Transcription
- How is mRNA different than DNA?
The function of mRNA is slightly different than DNA – mRNA copies the information needed to build a protein, which is located on one gene of DNA. mRNA then transfers to the cytoplasm where the protein is built. mRNA is also shorter than DNA and mRNA has one strand while DNA has two.
- Describe the process of transcription.
Transcription is the process of bringing instructions to build a protein from DNA in the nucleus to ribosomes in the cytoplasm. This is done by messenger RNA (mRNA). In the nucleus, the DNA unzips itself at the location of the gene that needs to be read. This is called the sense strand of the gene and is shown by the blue pipecleaner strand. The mRNA then builds a copy using complimentary base pairs of the strand, which is the red pipecleaner strand in the photo. Blue Thymine beads also change to brown Uracil beads on the mRNA strand. This is all facilitated by the RNA polymerase, or the fuzzy peach in the photo. It separates itself from the DNA when the gene copy is made and the RNA transfers out of the nucleus and into the cytoplasm. The mRNA is then read by ribosomes in the cytoplasm to build the protein in the translation step.

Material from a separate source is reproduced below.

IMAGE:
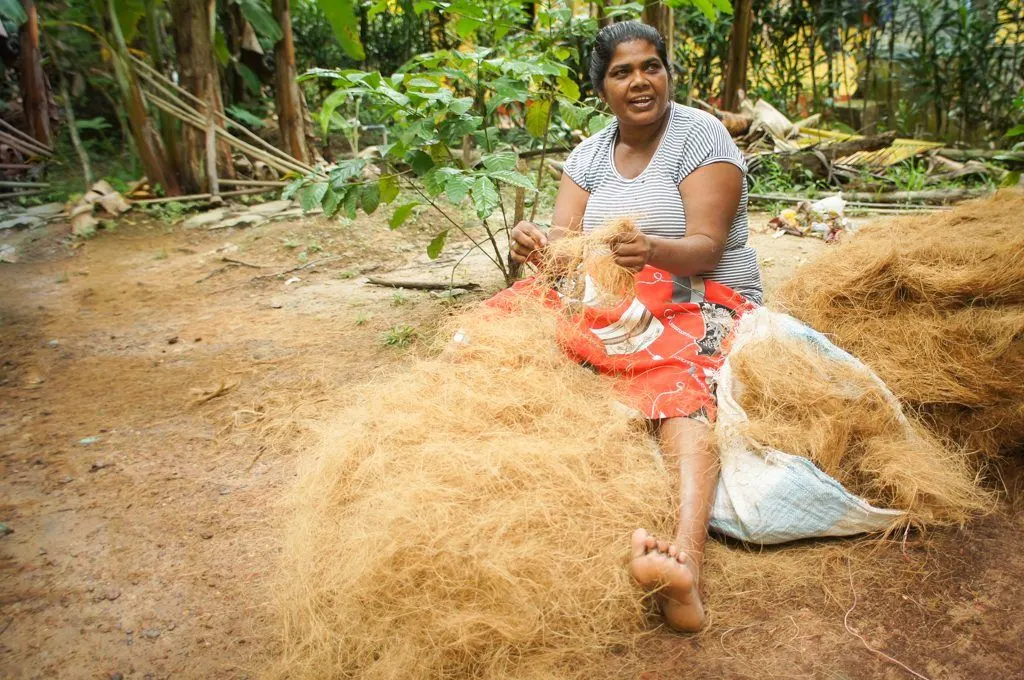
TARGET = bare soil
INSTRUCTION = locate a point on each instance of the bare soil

- How did todays activity do a good job of modelling the process of RNA transcription? In what ways was our model inaccurate?

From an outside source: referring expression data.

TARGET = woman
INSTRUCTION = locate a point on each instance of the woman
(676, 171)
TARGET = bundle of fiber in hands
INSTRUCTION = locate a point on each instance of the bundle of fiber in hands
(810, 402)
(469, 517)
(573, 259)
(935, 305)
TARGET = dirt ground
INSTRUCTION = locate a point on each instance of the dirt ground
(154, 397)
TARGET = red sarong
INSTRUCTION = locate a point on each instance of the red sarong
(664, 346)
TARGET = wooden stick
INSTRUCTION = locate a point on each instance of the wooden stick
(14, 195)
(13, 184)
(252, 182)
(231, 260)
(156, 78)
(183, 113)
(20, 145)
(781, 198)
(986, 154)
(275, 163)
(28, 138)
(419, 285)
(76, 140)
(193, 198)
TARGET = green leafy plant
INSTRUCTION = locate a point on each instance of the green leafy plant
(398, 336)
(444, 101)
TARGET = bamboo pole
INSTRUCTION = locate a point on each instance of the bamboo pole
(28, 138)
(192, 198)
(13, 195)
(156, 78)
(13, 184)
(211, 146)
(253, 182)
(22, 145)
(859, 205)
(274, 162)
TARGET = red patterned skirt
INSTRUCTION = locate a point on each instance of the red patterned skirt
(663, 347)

Today’s activity did a good job modelling RNA transcription because we had a different colour bead to represent Uracil from Thymine, a different coloured pipecleaner for the RNA strand, and the pipecleaners make it easy to separate the nitrogen bases bonds. One way our model was inaccurate was that since our DNA strand was very short, the mRNA made a copy of the whole DNA, calling the whole strand a “gene”. This is possible, but a gene is usually just a section of DNA. In the body, the DNA only unwinds in that specific area, the mRNA makes a copy of the gene, and then the DNA reforms whole again. As well, RNA strands are usually shorter than DNA strands, but in this activity, they were the same size.
Translation
- Describe the process of translation: initiation, elongation, termination.

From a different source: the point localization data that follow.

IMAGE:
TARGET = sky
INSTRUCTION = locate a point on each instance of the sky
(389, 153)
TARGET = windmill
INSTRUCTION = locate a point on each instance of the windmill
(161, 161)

The process of translation is in three steps. The first is initiation. In this step, the ribosome looks for the start codon “AUG” on the mRNA. When it finds this codon, the two ribosome subunits (red paper shape in photo) bind together and start reading the mRNA with AUG in the P site. The second step is elongation. The ribosome brings in tRNA (green paper in photos) with the anticodon that matches codons on the mRNA. The tRNA is also holding the matching amino acid to the codon. The amino acids are the blue papers in the photo. When tRNA binds to the “P” site, another tRNA binds to the codon in the “A” site. When both spots are full, the amino acid detaches from the tRNA on the “P” site and attaches itself to the amino acid on the “A” site. The tRNA in the P site then detaches itself from the ribosome, and the ribosome then moves so that the tRNA in the A site is now in the P site. A new tRNA attaches itself to the new exposed codon in the A site, and the process continues. The last step is termination. The elongation cycle ends when the ribosome reads a “STOP” codon. This is a codon that has no matching tRNA amino acid. No amino acid is added to the chain, so the polypeptide is released, and the ribosome detaches from the mRNA.
- How did today’s activity do a good job of modelling the process of translation? In what ways was our model inaccurate?
Today’s activity did a good job modelling the process of translation because the paper made it easy to visualize the process. Because the paper is easy to move, you can model the elongation steps in a very similar way to how it’s done in the body. The matching up codons to anticodons and amino acids was also very easy with these models. One way that the model was inaccurate was that the RNA was missing the phosphate – sugar strand. It only showed the bases. As well, the ribosome was one piece when we started, but the ribosome should be in two subunits and then join during initiation. The shapes of the amino acids on the paper were also not accurate to how they look. They are much more randomly shaped than the paper shows.